Fears grow that lenders may start to raise mortgage rates if Rachel Reeves fiddles with Britains debt figures
Mortgage rates could rise again in the coming weeks, delivering a fresh blow to homeowners if Rachel Reeves fiddles with Britain’s debt figures.
Mortgage rates could rise again in the coming weeks, delivering a fresh blow to homeowners if Rachel Reeves fiddles with Britain’s debt figures.
Falls in mortgage rates are expected to come to an ‘abrupt halt’ this week as lenders reassess the risk of a rising cost of borrowing following the Chancellor’s Budget on October 30 and growing tensions in the Middle East.
Concern from global investors that Labour will fund investment with higher debt has begun to spook lenders.
Ms Reeves has signalled she will push ahead with plans to borrow money to invest in infrastructure despite the rising cost of government debt.
Mortgage rates could rise again in the coming weeks, delivering a fresh blow to homeowners if Rachel Reeves fiddles with Britain’s debt figures
Smaller banks and building societies have already started to hike their rates, with Coventry Building Society increasing rates from tomorrow.

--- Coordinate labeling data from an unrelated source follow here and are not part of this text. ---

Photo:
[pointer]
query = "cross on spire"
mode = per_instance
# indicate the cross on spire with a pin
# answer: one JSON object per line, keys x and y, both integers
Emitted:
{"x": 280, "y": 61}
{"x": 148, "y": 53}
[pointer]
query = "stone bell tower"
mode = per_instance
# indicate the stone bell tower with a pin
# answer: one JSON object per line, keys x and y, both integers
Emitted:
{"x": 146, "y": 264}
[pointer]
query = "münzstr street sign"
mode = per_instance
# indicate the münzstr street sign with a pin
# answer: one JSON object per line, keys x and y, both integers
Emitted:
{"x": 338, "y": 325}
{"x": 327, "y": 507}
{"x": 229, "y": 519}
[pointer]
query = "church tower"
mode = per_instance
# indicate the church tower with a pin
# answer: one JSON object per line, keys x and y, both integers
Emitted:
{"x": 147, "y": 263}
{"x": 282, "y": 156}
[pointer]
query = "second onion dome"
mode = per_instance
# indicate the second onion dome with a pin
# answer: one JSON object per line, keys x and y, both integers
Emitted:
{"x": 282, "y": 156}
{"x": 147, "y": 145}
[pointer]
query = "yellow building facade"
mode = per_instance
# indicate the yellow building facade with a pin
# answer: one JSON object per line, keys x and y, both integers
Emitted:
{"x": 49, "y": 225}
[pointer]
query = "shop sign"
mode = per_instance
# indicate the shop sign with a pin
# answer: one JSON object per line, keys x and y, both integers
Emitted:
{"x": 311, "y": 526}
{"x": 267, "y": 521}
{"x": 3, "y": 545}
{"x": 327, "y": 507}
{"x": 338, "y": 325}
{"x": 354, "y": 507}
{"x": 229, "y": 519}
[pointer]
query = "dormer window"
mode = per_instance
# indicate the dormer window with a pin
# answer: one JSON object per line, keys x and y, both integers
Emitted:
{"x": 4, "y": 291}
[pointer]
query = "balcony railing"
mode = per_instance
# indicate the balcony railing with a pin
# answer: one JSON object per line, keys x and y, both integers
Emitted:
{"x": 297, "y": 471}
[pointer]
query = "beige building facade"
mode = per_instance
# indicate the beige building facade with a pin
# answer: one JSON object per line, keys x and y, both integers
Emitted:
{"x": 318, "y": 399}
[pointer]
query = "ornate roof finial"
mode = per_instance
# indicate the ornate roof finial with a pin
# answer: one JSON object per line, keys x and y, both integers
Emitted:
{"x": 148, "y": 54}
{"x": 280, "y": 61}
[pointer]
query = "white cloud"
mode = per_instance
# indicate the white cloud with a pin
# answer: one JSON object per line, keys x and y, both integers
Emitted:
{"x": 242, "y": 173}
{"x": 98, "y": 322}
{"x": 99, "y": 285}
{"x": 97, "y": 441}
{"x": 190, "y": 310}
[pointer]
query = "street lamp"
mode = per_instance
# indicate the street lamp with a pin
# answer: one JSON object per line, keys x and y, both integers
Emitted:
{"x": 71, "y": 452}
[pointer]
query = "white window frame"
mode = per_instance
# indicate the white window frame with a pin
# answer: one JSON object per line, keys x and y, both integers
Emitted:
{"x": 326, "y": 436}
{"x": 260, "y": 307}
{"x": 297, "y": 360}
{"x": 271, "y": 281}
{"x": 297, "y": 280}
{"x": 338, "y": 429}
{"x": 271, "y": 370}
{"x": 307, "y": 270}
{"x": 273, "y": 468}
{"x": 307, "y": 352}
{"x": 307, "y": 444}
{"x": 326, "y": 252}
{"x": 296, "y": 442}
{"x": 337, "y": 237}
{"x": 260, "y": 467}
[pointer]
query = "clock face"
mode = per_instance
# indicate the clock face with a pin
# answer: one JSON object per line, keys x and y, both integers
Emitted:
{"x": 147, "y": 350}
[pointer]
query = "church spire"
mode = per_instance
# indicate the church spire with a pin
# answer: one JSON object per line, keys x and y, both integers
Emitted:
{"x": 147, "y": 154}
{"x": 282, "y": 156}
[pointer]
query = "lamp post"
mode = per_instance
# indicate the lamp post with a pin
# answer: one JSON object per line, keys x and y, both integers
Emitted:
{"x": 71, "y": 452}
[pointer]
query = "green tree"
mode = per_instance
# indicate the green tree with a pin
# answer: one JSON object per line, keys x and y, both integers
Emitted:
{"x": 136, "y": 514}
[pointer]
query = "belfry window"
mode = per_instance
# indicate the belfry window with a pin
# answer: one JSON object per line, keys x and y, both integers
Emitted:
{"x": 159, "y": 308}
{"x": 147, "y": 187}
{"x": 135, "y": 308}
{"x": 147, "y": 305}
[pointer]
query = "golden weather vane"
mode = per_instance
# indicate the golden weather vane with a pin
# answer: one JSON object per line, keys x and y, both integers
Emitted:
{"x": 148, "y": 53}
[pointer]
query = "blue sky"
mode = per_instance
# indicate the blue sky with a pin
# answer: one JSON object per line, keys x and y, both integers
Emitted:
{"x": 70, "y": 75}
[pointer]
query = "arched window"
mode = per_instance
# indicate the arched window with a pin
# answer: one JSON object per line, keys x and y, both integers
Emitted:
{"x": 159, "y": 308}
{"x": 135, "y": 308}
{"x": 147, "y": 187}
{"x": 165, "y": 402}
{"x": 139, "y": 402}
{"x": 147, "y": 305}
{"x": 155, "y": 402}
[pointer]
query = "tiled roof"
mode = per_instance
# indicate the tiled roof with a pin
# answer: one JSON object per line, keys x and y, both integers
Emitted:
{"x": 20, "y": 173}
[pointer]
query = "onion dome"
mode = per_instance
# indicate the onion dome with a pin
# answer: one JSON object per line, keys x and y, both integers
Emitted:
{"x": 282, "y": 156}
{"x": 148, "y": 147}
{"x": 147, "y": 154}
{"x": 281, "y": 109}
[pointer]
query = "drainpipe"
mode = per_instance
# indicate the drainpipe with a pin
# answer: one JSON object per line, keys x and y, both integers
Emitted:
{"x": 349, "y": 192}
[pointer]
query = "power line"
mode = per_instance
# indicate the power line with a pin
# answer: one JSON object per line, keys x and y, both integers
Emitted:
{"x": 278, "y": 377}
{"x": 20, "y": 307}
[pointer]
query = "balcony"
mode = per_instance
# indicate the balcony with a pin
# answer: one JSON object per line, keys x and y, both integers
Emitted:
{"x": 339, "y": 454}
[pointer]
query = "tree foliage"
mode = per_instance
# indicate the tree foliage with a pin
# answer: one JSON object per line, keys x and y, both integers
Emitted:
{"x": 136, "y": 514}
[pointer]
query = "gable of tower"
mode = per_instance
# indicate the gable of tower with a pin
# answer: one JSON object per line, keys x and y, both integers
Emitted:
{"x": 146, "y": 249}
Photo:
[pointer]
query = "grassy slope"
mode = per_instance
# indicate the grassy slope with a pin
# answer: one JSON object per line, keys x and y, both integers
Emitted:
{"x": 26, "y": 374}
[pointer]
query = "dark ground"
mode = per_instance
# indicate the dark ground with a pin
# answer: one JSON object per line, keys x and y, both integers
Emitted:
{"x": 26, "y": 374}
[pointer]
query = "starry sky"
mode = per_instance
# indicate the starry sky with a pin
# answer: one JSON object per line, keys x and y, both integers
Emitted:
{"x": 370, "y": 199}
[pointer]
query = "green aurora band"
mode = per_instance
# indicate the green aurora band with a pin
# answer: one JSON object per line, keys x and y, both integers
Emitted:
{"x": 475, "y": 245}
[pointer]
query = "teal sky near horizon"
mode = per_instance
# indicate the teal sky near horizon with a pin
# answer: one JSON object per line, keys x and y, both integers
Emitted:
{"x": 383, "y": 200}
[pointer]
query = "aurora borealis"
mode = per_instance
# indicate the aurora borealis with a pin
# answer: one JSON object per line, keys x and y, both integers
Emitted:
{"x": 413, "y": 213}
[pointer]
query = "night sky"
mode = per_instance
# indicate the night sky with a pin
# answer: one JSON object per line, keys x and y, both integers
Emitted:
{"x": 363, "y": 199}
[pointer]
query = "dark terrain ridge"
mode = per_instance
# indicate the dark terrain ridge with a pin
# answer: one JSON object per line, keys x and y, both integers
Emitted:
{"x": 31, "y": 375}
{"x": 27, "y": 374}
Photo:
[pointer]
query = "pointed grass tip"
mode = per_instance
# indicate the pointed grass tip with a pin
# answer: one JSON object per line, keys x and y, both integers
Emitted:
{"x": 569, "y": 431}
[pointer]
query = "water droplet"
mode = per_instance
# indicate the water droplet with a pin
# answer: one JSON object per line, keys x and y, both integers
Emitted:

Specialist lenders Keystone and Aldermore announced rate increases and axed certain deals earlier this week, while the Co-operative Bank will withdraw some of its most generous rates tonight.
This could dash the hopes of hundreds of thousands of homeowners with fixed-rate deals due to end in the final few months of the year who were hoping to roll on to lower rates.
Lenders had been slashing mortgage rates since the Bank of England cut interest rates in August.
The current base rate is 5 per cent, after months at 5.25 per cent — which was the highest level for 16 years.
Borrowing costs have also been pushed higher by suggestions the Bank of England will cut interest rates only slowly.
Brokers have warned that more lenders could begin to push rates higher once again over the coming weeks.
David Hollingworth, of broker L&C Mortgages, said: ‘The mortgage market has seen rates falling in recent months but that may be coming to an abrupt halt.
‘Fixed-rate pricing depends on what the market anticipates may happen to interest rates and uncertainty over the forthcoming Budget, mixed messages from the Bank of England and global unrest is pushing costs back up for lenders.’
Swap rates — which are used by lenders to manage interest rate risk and price mortgage deals — have ticked upwards.
Mark Scott, of Positive Advisers, said: ‘It may get a lot worse before it settles down again if Rachel Reeves spooks the market with planned changes to the government borrowing rules.
‘Mainstream lenders will have to price upwards to follow those lenders more dependent on the wholesale money markets.’
Brokers are urging prospective buyers and remortgaging homeowners to secure a rate now.